A blanket maker needs only a sewing machine. A t-shirt quilter needs a long arm quilter to complete the quilt. A long arm quilter can cost between $10,000 and $35,000. View our quilting video here:
Typically, blankets are backed with a fleece which is an inexpensive fabric. You can pick that up at JoAnn Fabrics for $4.99/yard retail, the wholesale cost will be significantly less. An experienced t-shirt quilter knows that an inexpensive backing can ruin a quilt. In addition to the batting and the specialized long arm thread, there is the backing fabric. High quality 100% cottons are best and many experienced quilters will purchase the same fabrics from the same manufacturers that you will find in quilt shops (not JoAnn’s).
A blanket takes less time because there are two steps. It’s a production line. A stack of shirts are placed in front of a sewer. A 12 shirt blanket can be made start to finish in well under an hour. A 12-shirt quilt, here at Meg’s, takes 6 steps and about 4 hours to complete.

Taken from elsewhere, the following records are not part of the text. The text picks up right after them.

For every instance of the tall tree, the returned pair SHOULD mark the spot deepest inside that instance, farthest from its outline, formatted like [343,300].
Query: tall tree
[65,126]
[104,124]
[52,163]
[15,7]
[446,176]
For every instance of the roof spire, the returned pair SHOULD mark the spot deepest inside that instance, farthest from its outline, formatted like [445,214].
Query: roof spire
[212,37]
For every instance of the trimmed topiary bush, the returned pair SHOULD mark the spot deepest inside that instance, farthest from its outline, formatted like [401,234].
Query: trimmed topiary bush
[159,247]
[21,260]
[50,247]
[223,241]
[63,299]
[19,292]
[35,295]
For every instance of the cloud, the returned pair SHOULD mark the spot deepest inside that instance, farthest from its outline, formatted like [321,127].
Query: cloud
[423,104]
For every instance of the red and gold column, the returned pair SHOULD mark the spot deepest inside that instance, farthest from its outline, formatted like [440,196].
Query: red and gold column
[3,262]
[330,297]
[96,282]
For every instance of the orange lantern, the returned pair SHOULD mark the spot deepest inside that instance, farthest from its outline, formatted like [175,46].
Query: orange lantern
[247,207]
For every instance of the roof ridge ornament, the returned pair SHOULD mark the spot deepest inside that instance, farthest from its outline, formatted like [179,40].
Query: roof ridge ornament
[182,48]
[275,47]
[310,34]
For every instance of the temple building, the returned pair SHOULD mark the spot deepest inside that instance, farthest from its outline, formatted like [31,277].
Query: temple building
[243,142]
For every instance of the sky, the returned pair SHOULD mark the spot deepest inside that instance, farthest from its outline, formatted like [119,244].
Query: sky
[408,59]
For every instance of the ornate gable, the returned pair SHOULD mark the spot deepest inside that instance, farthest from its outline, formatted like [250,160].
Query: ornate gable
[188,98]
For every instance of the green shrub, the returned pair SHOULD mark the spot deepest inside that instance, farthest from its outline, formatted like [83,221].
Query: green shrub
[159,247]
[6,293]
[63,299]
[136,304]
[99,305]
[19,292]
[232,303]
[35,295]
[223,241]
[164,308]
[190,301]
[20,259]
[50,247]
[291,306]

Due to the nature of the blanket making process, workmanship can be compromised. Blanket production lines have to work quickly and move as many through as possible, so if corners don’t match up, they don’t have the time to go back and fix it. The mistake is left in. If there’s a stack of shirts and three white shirts or three red shirts happen to be placed on top of each other, they are sewn together with no thought for the look or the design.
Poor design - notice how red shirts are grouped together!
Meg's = Real Quilts, Real Quality!
Here at Meg’s, we are very thoughtful on the design and will move shirts around to separate colors when possible. In addition, we send you a picture of the layout before we sew anything. Sometimes, we rearrange a layout 3 or 4 times before a picture is sent to you for approval.
Compare the photos above to the high-quality craftsmanship you can count on from us:
You’ve been saving your shirts for a while or you’ve been collecting those shirts as your child grows, knowing that you want a quilt made that you’re going to love. There are many factors to consider – quality, style, workmanship and cost.
When looking at a quilt and comparing it to a blanket, remember that you are not comparing apples to apples. It’s more like comparing a fast food burger to a specialty bar burger. Both are food, but one costs more because of the superior quality of the ingredients and the time it takes to make it properly.